Cette étude a été réalisée en imagerie par résonance magnétique fonctionnelle (IRMf) par Komisaruk et coll. chez trois femmes souffrant d'une lésion complète de la moelle épinière.24 Les résultats montrent clairement que les phases d'excitation et d'orgasme obtenues par stimulations vagino-cervicales induisent des activations cérébrales différentes. Tout d'abord, la phase d'excitation se caractérise par une activation du nucleus tractus solitarius (NTS, zone recevant les projections du nerf vague) en association avec des activations du cortex cingulaire, de l'amygdale, du noyau paraventriculaire de l'hypothalamus (PVN), des ganglions de la base et l'insula. Puis, l'orgasme se caractérise par une généralisation de l'activité cérébrale. En plus des zones cérébrales activées pendant l'excitation, s'activent en effet l'hypothalamus, le bed nucleus de la stria terminalis, l'amygdale médiane, le cervelet, et le nucleus accumbens.

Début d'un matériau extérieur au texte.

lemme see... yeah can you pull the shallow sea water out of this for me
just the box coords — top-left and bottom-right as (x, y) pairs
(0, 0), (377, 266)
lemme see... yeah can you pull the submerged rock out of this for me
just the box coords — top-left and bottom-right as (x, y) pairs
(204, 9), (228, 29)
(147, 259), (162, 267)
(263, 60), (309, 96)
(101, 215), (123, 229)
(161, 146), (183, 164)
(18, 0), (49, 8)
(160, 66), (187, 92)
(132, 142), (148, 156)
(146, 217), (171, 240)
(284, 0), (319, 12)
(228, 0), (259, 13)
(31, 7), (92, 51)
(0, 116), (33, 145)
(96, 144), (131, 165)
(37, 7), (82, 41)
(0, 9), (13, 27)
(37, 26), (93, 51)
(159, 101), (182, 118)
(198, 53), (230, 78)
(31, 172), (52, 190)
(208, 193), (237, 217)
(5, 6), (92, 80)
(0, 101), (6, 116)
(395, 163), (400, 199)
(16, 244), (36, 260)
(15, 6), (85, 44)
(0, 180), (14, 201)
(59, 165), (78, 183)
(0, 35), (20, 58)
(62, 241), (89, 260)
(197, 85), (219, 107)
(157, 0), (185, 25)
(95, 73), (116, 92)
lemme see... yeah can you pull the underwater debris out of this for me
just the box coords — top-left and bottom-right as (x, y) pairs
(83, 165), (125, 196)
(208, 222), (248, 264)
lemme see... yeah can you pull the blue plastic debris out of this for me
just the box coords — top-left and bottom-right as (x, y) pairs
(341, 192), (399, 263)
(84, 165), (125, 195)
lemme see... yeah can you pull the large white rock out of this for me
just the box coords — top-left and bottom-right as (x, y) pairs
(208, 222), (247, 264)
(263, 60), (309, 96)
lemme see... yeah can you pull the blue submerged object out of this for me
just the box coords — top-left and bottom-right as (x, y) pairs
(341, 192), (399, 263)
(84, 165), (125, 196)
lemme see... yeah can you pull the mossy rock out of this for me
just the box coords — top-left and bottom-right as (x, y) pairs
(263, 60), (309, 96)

L'activation de ces régions localisées au cur du (ou étant intimement reliées au) système limbique démontre que les circuits neuronaux liés à l'orgasme se situent au centre de réseaux émotionnels généralement impliqués dans des processus motivationnels et de récompense.24 Par ailleurs, l'activation du cervelet, région impliquée dans la coordination des mouvements mais aussi les émotions, est concordante avec la partie motrice de la définition de l'orgasme dans le sens où le cervelet module les tensions musculaires tout en recevant les informations proprioceptives. L'activation associée d'aires cérébrales telles que l'insula ou le nucleus accumbens renforce quant à elle la notion de plaisir intense de l'orgasme dans le sens où ces régions sont connues pour être impliquées dans des sentiments positifs forts tels que l'euphorie. A noter que l'activation du nucleus accumbens souligne aussi l'implication des voies dopaminergiques dans l'orgasme.24 Enfin, l'activation du PVN, dont les neurones libèrent l'ocytocine, corrobore l'hypothèse d'une corrélation positive entre taux d'ocytocine et intensité de l'orgasme.13 L'activation du cortex cingulaire et de l'amygdale médiane renforce aussi cette hypothèse étant donné que ces deux régions peuvent induire indirectement la libération d'ocytocine, notamment par les connexions directes qui existent entre amygdale, NTS et PVN.24
Les récentes avancées en neuroscience suggèrent que l'orgasme n'est pas seulement un réflexe, mais aussi la résultante de toute une alchimie neurofonctionnelle. L'ensemble de ces résultats tend donc à déplacer le centre de l'orgasme féminin du clitoris et du vagin vers le cerveau comme coordinateur du plaisir et du désir.